Dedi: Bu aba altından sopa göstermek değil. “Bak biz söylemiştik!” demek için.

Dedim: Yani iç savaş kaçınılmaz.

Dedi: İktidardan pay isteyenlerin ellerindeki tek koz. Çünkü iktidar,  iktidarını paylaşmamaya kararlı.

Dedim: Demokrasilerde iktidar giden yol belli değil mi?

Dedi: Belli elbet.. ama o yoldan olmuyor. Geriye tek yol kalıyor.

Dedim: Bu halk izin vermez. Muhalif saflarda duran kesim bile buna izin vermez. Bu apaçık. Planlayıcıların bu gerçeği görecek 30 Mart’ta.

Dedi: Oylarının çalındığını düşünürlerse.. o zaman ne olur?

Dedim: Böyle bir şeyin olmayacağını bilmezler mi? Görmezler mi? Görmüyorlar mı? Meydanların dilini okuyamaz mı halk?

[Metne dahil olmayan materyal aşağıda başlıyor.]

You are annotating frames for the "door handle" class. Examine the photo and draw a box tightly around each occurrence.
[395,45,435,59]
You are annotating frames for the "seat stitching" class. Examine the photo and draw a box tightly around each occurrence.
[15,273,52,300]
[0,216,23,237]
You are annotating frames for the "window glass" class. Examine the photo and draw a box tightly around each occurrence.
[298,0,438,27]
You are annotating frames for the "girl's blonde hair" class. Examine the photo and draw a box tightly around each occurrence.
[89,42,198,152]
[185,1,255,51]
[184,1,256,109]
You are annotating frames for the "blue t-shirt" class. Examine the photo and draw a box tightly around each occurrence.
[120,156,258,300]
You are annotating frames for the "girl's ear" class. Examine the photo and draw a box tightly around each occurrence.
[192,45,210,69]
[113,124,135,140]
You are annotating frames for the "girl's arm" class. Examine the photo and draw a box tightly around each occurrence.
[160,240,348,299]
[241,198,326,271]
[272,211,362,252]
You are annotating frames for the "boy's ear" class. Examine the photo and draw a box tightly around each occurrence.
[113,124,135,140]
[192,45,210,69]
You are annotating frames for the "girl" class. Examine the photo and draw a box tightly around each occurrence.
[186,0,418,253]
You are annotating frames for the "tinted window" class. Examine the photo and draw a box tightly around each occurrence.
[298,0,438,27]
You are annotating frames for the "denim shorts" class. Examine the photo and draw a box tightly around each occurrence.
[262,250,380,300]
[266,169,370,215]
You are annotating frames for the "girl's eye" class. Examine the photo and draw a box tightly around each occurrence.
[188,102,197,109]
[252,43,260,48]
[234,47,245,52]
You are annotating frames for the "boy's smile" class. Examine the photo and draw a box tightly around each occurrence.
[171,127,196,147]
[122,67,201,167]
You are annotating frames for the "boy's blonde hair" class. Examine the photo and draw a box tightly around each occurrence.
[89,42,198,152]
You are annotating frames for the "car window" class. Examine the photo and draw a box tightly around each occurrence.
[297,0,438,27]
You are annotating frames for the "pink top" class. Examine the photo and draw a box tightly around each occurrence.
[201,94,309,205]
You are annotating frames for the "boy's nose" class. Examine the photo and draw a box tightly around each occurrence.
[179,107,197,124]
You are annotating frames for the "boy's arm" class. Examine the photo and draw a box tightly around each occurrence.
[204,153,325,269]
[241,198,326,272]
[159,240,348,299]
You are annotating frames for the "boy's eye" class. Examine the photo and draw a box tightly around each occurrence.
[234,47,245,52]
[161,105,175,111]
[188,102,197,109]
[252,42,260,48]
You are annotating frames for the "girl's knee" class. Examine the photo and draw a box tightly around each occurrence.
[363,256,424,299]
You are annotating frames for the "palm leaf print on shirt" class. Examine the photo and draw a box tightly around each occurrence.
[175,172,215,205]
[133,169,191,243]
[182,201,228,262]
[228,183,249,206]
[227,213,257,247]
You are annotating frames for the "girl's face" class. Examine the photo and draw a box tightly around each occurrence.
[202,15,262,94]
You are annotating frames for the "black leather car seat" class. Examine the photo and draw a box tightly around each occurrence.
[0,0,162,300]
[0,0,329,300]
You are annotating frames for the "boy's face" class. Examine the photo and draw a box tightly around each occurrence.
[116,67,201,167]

Dedi: Niye bu kadar safsın? Bak bakalım muhalefetin şimdilerde pompalamaya başladığı ne? Anketlerde neler söylüyorlar?

Dedim: Bu her seçimde masa başı anketler yapılır ve kimse de kulak asmaz.

Dedi: Ağaçların kesildiği, yeşilin katledildiği söylemleriyle insanlar ayağa kalkmadı mı? Günler öncesi beyin ölümü gerçekleşen bir çocuğun fişi çekilip o gün öldü gibi verilmedi mi? buna inanılmadı mı? Şimdi de insanlara muhalefetin büyük şehirlerin tamamında açık ara önde olduğu pompalanıyor ve 30 Mart seçim sonuçları açıklanmaya başlar başlamaz sokağa dökülecek oylarınız çalınıyor, diye.

Dedim: Yani 31 Mart’ta da değil. 30 Mart.

Dedi: Evet. Seçim sonuçları belli olmaya başladığı andan itibaren sokağa dökülecek insanlar. Oylarınız çalınıyor diye.

Dedim: Ve buna inanılacak öyle mi?

Dedi: İnananlar çıkacaktır, inan bana. Ve sokaklar ateşe verilecektir.

Dedim: Hiç sanmıyorum.

Dedi: Bak rüyasında veya uyanık peygamberi kendi hizmetinde olduğuna inanan bile anketler pompalamaya başladı. Sen uyu. Ha bu arada Peygamberimiz rüyamda kimsenin rüyasına girip de “şunu yap, bunu yap demedim.” Buyurdu. Hele hele “Kimsenin rüyasına Amcam oğlu Ali’nin sırtına kazıklar yüklenmiş halde dolaşıp, burası senin köyün mü Molla Mehmet, deyip, evet cevabı alınca Amcam oğlu Ali’ye dönüp, buraya da bir kazık çak!” demişliğim hiç yoktur. Bu apaçık yalandır. Yalandır, çünkü bu hal sünnetullaha aykırıdır. Allah hiç kimseyi, hiçbir kliği, grubu kayırmamıştır. Kayırmayacaktır. Beni kirli emellerine alet etmesinler.” diye buyurdu.

Dedim: Artık rüyalar aleminden de mi haber getireceksin.. vay başıma?

Dedi: Bu ironiyi çözersen her şeyi çözer, ona göre adımlarını atarsın. Çay için teşekkürler. Ve umarım senin arzu ettiğin gibi olur. Benim duyduğum gibi olmaz.